Ce que je vous décris là? C'est la maison et c'est le mobilier d'un vaudevilliste.
D'un vaudevilliste de beaucoup de gaieté et, parfois, de beaucoup d'esprit, qui, depuis vingt-cinq ou trente ans, fournit au Figaro des facéties presque quotidiennes, et des vaudevilles et des opérettes aux plus joyeux théâtres du boulevard.
C'est sans doute pour cela qu'il est triste et que, ayant à s'arranger un intérieur, il a conçu et réalisé un musée de Cluny poussé au sombre.

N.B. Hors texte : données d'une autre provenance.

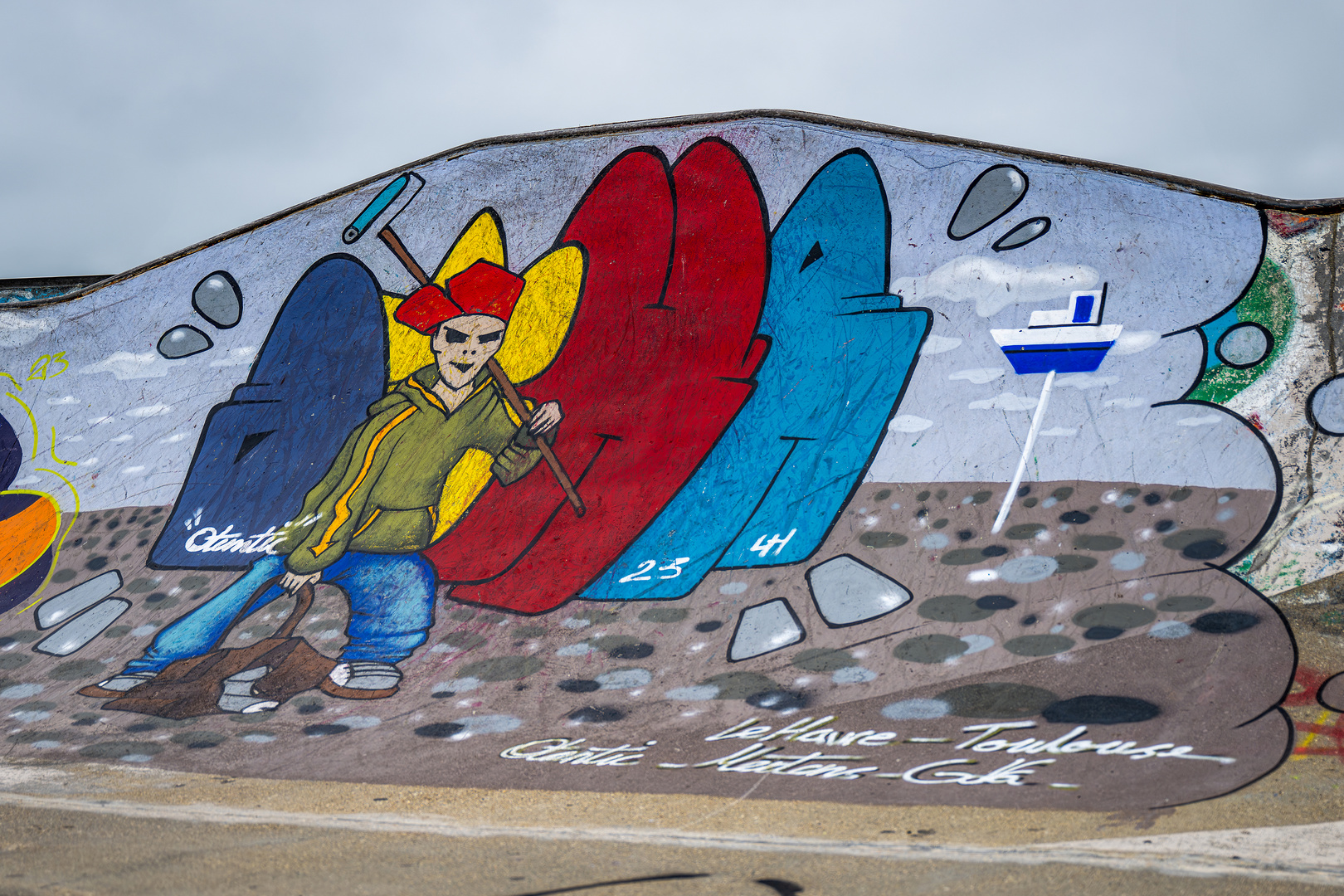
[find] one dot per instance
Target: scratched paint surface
(796, 370)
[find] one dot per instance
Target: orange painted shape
(26, 536)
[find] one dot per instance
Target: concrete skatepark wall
(884, 461)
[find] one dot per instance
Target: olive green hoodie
(382, 492)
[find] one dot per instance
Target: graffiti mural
(855, 462)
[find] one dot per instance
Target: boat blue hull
(1066, 358)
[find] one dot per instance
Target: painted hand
(292, 582)
(546, 418)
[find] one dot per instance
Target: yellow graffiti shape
(483, 240)
(464, 484)
(24, 536)
(543, 314)
(409, 351)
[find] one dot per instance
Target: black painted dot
(997, 700)
(778, 700)
(879, 540)
(1225, 622)
(199, 739)
(321, 731)
(1205, 550)
(1099, 709)
(631, 650)
(597, 713)
(440, 730)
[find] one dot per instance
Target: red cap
(480, 289)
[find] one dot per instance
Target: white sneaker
(240, 696)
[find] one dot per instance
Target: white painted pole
(1025, 451)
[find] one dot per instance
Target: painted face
(463, 344)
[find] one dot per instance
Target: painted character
(363, 525)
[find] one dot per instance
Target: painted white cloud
(940, 344)
(979, 375)
(1004, 402)
(1135, 342)
(236, 356)
(993, 284)
(17, 331)
(149, 410)
(1085, 381)
(908, 423)
(125, 366)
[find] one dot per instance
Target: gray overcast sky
(134, 129)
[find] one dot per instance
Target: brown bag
(192, 687)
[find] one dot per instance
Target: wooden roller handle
(511, 395)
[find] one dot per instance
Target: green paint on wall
(1269, 303)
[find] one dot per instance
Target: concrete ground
(100, 829)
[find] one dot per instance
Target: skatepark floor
(95, 829)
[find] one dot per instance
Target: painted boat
(1068, 340)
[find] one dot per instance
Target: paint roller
(394, 197)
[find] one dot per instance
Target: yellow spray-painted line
(32, 421)
(56, 555)
(54, 453)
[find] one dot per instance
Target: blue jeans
(392, 609)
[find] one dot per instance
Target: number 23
(640, 575)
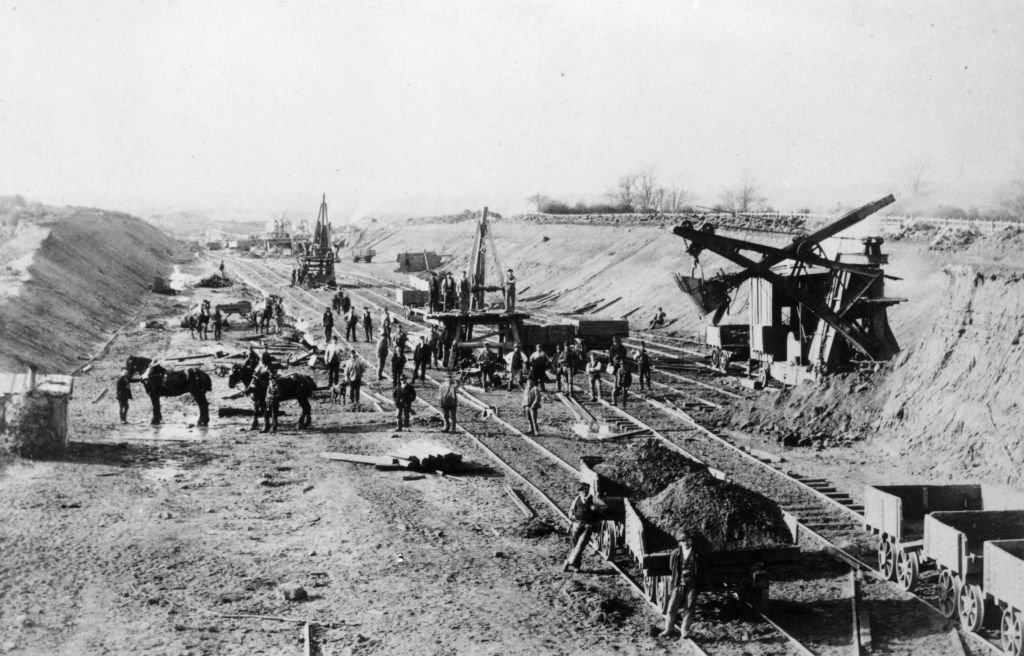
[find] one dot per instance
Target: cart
(896, 515)
(1004, 583)
(954, 541)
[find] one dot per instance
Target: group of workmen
(444, 294)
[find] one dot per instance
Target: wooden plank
(356, 457)
(520, 503)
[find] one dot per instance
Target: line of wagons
(976, 545)
(625, 531)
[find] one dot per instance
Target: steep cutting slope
(953, 398)
(88, 275)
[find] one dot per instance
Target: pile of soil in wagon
(214, 280)
(720, 516)
(644, 470)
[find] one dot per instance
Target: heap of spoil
(721, 516)
(644, 469)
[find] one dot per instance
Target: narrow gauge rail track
(825, 514)
(514, 452)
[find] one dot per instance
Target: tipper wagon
(896, 514)
(1004, 584)
(954, 542)
(744, 571)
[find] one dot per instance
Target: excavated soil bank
(720, 516)
(87, 276)
(644, 470)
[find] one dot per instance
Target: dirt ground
(146, 539)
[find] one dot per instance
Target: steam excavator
(808, 314)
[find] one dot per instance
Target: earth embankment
(953, 397)
(86, 276)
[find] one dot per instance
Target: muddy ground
(147, 539)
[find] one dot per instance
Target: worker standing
(123, 391)
(584, 524)
(434, 292)
(486, 363)
(332, 357)
(465, 291)
(381, 356)
(657, 320)
(510, 292)
(403, 396)
(594, 376)
(421, 357)
(539, 364)
(682, 562)
(353, 374)
(434, 344)
(643, 364)
(623, 379)
(531, 404)
(328, 324)
(448, 291)
(397, 365)
(517, 360)
(368, 324)
(218, 322)
(448, 399)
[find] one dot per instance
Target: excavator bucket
(709, 295)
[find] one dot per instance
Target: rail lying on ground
(515, 452)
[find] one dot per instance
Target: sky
(441, 105)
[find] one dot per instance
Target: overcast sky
(189, 103)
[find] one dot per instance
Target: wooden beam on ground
(520, 503)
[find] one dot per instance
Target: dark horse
(159, 382)
(257, 380)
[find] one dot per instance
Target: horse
(257, 380)
(159, 382)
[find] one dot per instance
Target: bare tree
(625, 191)
(745, 197)
(539, 201)
(646, 191)
(674, 199)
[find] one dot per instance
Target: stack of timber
(418, 456)
(427, 456)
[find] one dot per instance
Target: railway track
(825, 514)
(552, 479)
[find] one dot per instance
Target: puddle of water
(168, 472)
(164, 432)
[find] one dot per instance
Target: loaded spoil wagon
(626, 533)
(896, 515)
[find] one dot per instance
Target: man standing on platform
(328, 324)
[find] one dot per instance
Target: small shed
(34, 413)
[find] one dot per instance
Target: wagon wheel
(1012, 632)
(971, 606)
(906, 569)
(948, 592)
(887, 559)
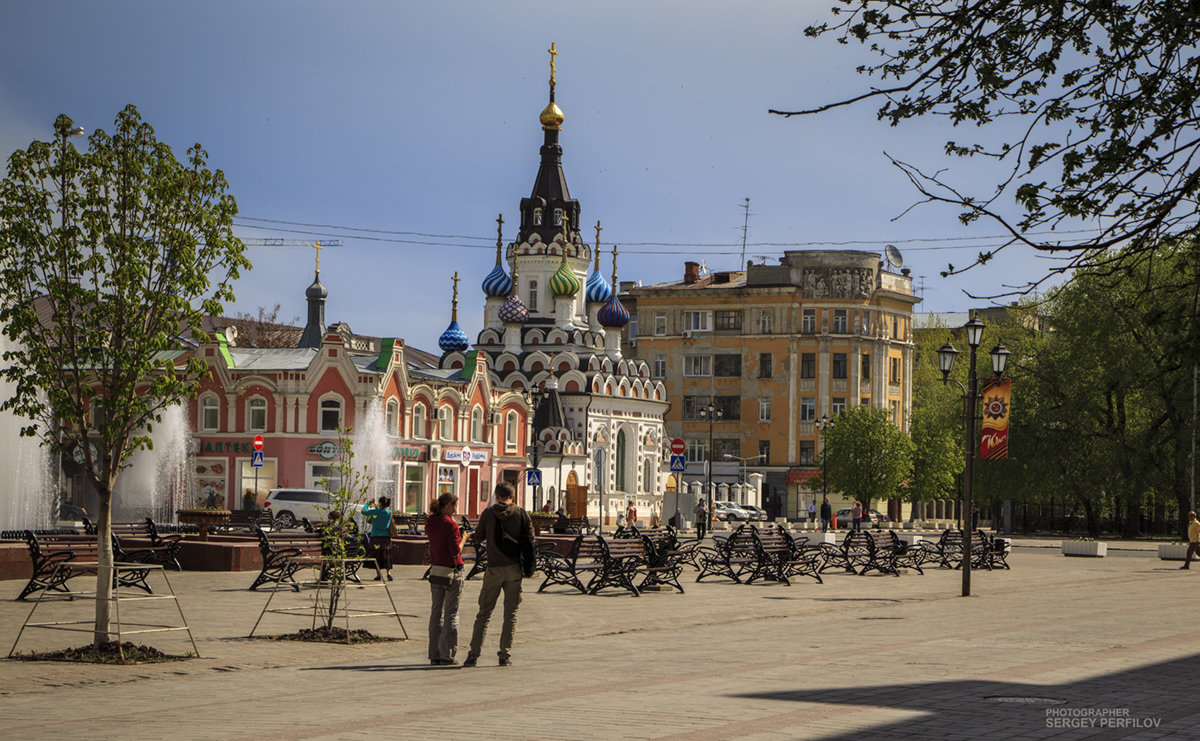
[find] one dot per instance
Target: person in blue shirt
(381, 532)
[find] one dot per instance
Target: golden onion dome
(551, 116)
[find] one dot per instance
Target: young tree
(869, 457)
(1095, 103)
(107, 259)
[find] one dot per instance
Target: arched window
(391, 417)
(210, 414)
(419, 421)
(477, 423)
(256, 414)
(511, 431)
(330, 415)
(621, 461)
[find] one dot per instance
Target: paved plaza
(1056, 648)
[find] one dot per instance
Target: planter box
(1095, 549)
(1173, 552)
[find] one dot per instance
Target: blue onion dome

Il se reposait ainsi de sa gaieté professionnelle. Ou peut-être notre vaudevilliste avait-il entendu dire que tous nos grands comiques portaient en eux une mélancolie secrète et a-t-il cru qu'il seyait de les imiter du moins en cela.
Mais le malheureux avait trop présumé de ses forces. Il n'a pu supporter longtemps la tristesse accablante des objets majestueux dont il vivait entouré. Ces meubles qu'il a eu tant de peine à découvrir et à rassembler lui font peur à présent. Il n'en veut plus; il les vend ces jours-ci aux enchères publiques; et c'est ce qui m'a permis de les voir et de vous en parler.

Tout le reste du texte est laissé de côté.